Last time, I outlined the exemplar’s curse in the context of Singapore with a parable and an informal description. Rest easy; I’ve heard your needful clamoring—I’ll now describe the curse more precisely with math.

The exemplar’s curse

Restating the core idea in words: The exemplar’s curse occurs when we select an exemplar from a set of outcomes which resulted from both stochastic and deterministic factors. If many outcomes have similarly compelling deterministic factors, the chosen winner is probably unusually lucky. Math then suggests that the chosen winner will disappoint when the deterministic factors are replicated.

Model

We can model this with the use of random variables. We’ll say that there’s a bundle of deterministic factors which we’ll represent as having a cumulative value (on some presently ill-defined scale of quality) ranging uniformly from \(0\) to \(D\) where \(D\) is finite. Our bundle of stochastic factors range uniformly in value from from \(0\) to \(S\) where \(S\) is finite. Since we observe only visible outcomes rather than underlying causal factors, we see \(O = D + S\). The exemplar’s curse is then about the inferrable properties of the causal factors corresponding to the selected maximum \(O\) from a set of outcomes \(\mathbb{O}\).
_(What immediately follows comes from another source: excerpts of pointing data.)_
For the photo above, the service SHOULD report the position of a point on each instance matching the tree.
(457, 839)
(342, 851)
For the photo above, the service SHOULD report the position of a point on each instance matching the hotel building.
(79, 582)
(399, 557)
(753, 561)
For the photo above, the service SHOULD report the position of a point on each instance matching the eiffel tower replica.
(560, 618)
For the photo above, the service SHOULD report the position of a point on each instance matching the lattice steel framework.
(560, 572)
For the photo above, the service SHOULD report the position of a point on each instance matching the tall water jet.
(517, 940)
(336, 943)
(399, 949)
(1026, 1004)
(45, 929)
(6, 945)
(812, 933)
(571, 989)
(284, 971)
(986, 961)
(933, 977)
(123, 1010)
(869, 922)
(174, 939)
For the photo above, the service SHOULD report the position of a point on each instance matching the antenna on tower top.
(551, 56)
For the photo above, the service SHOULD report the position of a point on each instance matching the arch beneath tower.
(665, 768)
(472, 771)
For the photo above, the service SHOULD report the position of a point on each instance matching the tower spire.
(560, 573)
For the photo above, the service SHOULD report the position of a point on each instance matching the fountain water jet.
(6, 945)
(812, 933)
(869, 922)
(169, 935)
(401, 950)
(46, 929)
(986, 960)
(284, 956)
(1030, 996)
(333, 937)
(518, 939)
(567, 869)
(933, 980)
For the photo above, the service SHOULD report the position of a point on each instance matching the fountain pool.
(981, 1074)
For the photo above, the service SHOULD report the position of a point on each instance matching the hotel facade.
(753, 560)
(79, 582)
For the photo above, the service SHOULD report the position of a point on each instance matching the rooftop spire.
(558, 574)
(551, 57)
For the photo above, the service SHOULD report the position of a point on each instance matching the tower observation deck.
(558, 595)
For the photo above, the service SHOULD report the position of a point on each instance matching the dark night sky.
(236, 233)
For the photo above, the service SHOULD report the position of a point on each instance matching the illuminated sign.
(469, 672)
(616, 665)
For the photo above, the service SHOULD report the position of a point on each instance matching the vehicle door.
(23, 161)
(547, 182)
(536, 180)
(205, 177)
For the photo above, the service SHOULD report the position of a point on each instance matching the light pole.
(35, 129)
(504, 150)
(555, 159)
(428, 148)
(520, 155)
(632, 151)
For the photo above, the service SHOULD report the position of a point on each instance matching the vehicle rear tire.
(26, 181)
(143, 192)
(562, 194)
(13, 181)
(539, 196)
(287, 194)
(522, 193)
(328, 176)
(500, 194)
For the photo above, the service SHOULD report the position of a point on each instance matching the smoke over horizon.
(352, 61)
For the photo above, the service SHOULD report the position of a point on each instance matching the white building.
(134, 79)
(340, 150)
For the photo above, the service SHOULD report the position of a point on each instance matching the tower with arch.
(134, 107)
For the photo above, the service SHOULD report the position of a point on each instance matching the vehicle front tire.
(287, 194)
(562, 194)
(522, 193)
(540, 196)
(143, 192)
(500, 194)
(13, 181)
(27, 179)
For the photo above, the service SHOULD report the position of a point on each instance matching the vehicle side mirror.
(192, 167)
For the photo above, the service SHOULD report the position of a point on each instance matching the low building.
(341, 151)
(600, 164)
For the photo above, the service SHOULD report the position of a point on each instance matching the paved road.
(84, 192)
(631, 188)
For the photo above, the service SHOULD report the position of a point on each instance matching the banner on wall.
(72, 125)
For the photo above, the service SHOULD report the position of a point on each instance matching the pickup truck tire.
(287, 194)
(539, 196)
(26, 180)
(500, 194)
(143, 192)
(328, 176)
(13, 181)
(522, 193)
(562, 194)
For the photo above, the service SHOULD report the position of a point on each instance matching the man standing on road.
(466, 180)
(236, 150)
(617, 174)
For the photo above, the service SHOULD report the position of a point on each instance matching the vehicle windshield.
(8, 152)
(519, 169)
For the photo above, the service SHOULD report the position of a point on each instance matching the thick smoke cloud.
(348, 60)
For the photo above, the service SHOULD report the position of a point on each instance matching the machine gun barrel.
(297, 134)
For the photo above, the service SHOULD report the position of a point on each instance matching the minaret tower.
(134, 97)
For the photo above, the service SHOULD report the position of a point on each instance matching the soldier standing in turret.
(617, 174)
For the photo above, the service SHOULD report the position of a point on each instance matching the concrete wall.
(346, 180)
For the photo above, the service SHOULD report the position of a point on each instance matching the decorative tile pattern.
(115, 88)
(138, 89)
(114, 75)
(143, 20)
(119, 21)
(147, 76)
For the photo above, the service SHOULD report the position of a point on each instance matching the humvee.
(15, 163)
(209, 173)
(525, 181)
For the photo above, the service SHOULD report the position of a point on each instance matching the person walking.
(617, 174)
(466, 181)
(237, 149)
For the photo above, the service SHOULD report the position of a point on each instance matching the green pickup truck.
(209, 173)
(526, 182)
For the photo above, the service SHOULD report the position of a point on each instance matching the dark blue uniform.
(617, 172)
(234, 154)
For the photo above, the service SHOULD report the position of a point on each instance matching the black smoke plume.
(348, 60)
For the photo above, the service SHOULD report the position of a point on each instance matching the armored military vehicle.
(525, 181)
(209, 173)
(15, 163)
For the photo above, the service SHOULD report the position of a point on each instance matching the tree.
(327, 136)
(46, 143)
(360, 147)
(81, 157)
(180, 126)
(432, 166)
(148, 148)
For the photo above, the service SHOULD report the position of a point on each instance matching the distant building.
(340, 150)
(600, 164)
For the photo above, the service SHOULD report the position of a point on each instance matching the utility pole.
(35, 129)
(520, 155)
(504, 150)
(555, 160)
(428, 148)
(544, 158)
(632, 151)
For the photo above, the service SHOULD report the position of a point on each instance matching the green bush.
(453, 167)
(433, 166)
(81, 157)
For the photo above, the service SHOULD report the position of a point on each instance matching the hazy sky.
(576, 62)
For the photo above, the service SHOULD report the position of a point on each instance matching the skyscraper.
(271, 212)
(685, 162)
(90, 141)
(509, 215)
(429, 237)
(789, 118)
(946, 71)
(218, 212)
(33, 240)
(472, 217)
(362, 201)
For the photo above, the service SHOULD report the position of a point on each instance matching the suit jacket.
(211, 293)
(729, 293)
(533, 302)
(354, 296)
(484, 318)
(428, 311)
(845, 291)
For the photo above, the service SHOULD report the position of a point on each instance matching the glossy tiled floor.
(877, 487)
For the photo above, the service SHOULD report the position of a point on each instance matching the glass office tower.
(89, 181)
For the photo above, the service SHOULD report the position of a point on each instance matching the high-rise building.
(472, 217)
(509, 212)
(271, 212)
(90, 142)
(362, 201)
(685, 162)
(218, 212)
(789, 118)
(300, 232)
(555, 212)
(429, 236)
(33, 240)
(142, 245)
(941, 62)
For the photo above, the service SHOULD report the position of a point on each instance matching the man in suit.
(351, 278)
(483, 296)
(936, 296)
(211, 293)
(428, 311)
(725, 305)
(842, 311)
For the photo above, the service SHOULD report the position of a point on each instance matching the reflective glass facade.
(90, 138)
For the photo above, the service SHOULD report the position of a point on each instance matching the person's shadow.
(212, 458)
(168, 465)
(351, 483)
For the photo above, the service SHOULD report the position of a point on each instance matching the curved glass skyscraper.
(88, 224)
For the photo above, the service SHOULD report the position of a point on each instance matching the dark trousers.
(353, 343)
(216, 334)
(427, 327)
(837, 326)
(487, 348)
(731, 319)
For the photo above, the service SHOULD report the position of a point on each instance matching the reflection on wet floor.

In other words, if we have a set of observable outcomes \(\mathbb{O}\) and select the best outcome \(O\) from that set, what can we infer about the underlying structure of \(O\)—how big are that \(O\)’s \(D\) and \(S\)?

False exemplars

In the last post, we only went so far as to claim that we should expect replicating causal factors to produce disappointing outcomes due to a sort of reversion to the mean. That is, the stochastic factors \(\mathcal{S}_1\) for the maximum outcome \(O_1 = \max \mathbb{O}\) are likely better than average (\(\frac{S}{2}\)). If we generate a new outcome \(O_2\) using the same deterministic factors \(\mathcal{D}\) that served us well in \(O_1\), we should expect our new stochastic factors to be worse \(S_2 < S_1\) and so we should expect \(O_2 < O_1\).

This leaves a open a compelling retort. One could say, “Even though I’m too optimistic about the eventual outcome, in selecting the exemplar, I’m still selecting the best deterministic factors. That means I’m still making the best choice I can, so no harm done.”

Alas, this is not true. Depending on the parameters, there could be only a vanishingly small chance that the bundle of deterministic factors corresponding to the best outcome (the sum of the deterministic and stochastic factors) is also the best bundle of deterministic factors when looking only at the deterministic factors. In symbols, supposing we have a projection function \(p_\mathcal{D} : \mathbb{O} \rightarrow \mathbb{D}\) which finds the \(D\) used in outcome \(O\), we’re interested in \(P(\max \mathbb{D} = p_\mathcal{D}(\max \mathbb{O}))\).

For example, if we choose the max from 1000 outcomes and the value of stochastic factors ranges from 0 to 100 while the value of deterministic factors ranges from 0 to 1, we should be quite surprised if our best outcome actually has the best deterministic factors.

Calculator

We can help build up an intuition around this math using the calculator below. The calculator uses Monte Carlo methods to estimate the probability that the maximum outcome corresponds to the maximum bundle of deterministic factors.

You can change the range of values for stochastic and deterministic factors and change the number of outcomes we’re taking the max from (i.e. Our winner is the winner out of how many contestants?).

This results in:

• The mean value of stochastic factors in best outcomes across Monte Carlo samples. This allows us to estimate the magnitude of expected bias.
• An estimated probability that our observed best outcome actually corresponds to the best bundle of deterministic factors.
• A chart showing all the trials used to produce the estimate. One interesting thing to note about the chart is that the number of points on the diagonal corresponds to the probability of ‘success’ (i.e. the probability that the best outcome also has the best deterministic factors).

Some trends worth noting:

• As the stochastic factors get relatively larger, the probability goes down
• As the deterministic factors get relatively larger, the probability goes up
• As the number of outcomes goes up, the probability goes down and the mean of stochastic factors goes up

This confirms the intuition highlighted by the example a few paragraphs up.

Conclusion

So we see that the exemplar’s curse is even worse than we thought. It’s not just about our outcomes regressing to the mean in spite of making the best possible choice. It will often lead us to pick the wrong exemplar!